Abstract

The poor temperature activity and durability due to surface Sr segregation are two main challenges restricting the practicability of state-of-the-art La1–xSrxCo1–yFeyO3 (LSCF) air electrodes for solid oxide electrochemical cells (SOCs). This article reports the recent discovery to unleash the constraints of performance and stability by constructing a novel nanofiber air electrode consisting of a LSCF host and GDC guest in nanoscale intertwined moiety (LSCF/GDC NF). The electrical conductivity relaxation and distribution of relaxation time results collectively disclosed the boosted surface oxygen exchange rate by two orders of magnitude at moderate SOC operation conditions (600 °C), as compared to commercial LSCF (1.01 × 10–3 cm s–1 vs 4.1 × 10–5 cm s–1). As a result, the electrochemical performance was synchronically promoted by over 5-fold (0.12 Ω·cm2 vs 0.64 Ω·cm2). Moreover, the interval stability test over 200 h in switching atmospheres (air/H2O/CO2) buttresses the superb robustness of LSCF/GDC NF with an extremely slow deactivation rate of 1.79 × 10–6 Ω·cm2 h–1 and nondetectable top-surface Sr segregation, collectively affirmed by X-ray photoelectron spectroscopy and low-energy ion scattering spectra. At atomic scale, the operando X-ray diffraction results preliminarily unravel that the formation of intertwined moiety employs the compressive strain on LSCF, which maintains the length of Sr–O against thermoinduced elongation.
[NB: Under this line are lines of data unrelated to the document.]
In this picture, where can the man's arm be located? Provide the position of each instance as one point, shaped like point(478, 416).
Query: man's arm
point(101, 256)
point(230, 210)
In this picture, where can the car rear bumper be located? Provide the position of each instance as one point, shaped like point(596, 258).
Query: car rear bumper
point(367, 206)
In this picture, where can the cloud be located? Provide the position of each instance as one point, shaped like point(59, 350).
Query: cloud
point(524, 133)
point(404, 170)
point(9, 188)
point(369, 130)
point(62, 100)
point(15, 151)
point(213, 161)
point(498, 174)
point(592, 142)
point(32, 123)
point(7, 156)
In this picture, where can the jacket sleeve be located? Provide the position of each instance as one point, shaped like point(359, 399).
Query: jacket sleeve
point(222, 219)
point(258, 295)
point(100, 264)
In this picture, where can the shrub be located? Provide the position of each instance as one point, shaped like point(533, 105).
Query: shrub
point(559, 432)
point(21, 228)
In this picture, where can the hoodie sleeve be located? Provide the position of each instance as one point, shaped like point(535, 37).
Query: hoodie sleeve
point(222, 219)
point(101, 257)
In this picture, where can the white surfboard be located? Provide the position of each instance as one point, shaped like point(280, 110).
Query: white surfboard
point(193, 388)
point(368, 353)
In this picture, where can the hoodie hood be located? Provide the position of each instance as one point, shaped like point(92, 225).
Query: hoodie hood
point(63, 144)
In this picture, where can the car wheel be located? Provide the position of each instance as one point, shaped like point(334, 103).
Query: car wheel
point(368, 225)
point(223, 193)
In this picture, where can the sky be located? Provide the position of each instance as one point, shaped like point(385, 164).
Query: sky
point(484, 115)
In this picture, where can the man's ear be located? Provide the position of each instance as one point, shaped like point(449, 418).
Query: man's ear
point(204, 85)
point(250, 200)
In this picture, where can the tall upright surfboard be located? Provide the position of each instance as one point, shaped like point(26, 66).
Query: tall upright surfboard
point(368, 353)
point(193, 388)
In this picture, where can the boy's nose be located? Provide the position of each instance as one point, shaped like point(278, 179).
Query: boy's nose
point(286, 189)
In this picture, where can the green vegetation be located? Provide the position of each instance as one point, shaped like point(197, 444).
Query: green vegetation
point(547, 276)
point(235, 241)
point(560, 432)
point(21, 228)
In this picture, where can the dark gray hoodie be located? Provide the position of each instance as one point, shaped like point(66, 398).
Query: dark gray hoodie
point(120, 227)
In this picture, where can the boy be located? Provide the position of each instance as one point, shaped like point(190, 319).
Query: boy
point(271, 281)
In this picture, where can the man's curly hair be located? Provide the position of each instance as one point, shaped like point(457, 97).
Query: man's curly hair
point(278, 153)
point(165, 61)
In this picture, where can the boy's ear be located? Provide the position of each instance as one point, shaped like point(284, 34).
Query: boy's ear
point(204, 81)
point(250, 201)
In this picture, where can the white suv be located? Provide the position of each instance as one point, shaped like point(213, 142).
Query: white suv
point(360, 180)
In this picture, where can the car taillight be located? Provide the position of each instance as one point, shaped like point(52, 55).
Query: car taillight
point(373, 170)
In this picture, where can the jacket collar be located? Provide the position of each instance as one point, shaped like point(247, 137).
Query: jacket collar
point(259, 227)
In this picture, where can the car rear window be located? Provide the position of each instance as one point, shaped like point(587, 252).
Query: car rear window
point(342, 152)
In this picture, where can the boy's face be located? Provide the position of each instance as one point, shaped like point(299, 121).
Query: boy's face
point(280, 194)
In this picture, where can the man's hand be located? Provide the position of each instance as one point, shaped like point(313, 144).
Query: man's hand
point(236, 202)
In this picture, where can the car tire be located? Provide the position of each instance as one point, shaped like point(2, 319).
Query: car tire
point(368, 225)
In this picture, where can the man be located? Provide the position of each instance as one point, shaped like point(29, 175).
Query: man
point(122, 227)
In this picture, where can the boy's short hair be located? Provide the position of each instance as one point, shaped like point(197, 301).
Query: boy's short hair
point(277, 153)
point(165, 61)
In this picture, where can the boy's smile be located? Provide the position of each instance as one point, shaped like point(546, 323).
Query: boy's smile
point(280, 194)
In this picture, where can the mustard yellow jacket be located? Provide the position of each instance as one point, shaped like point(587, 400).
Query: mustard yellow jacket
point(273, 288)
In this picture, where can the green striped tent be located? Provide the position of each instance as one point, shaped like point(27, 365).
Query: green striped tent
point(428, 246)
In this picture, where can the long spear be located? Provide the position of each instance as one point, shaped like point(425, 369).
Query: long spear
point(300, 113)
In addition, systemically, XPS and density functional theory simulation results prove the thermodynamically favored formation of oxygen vacancies at the biphase boundary in LSCF/GDC NF and raised the energy barrier for the formation of an intrinsic vacant Sr site. This study provides a practical and facile strategy to engineer the air electrode with enhanced performance and durability.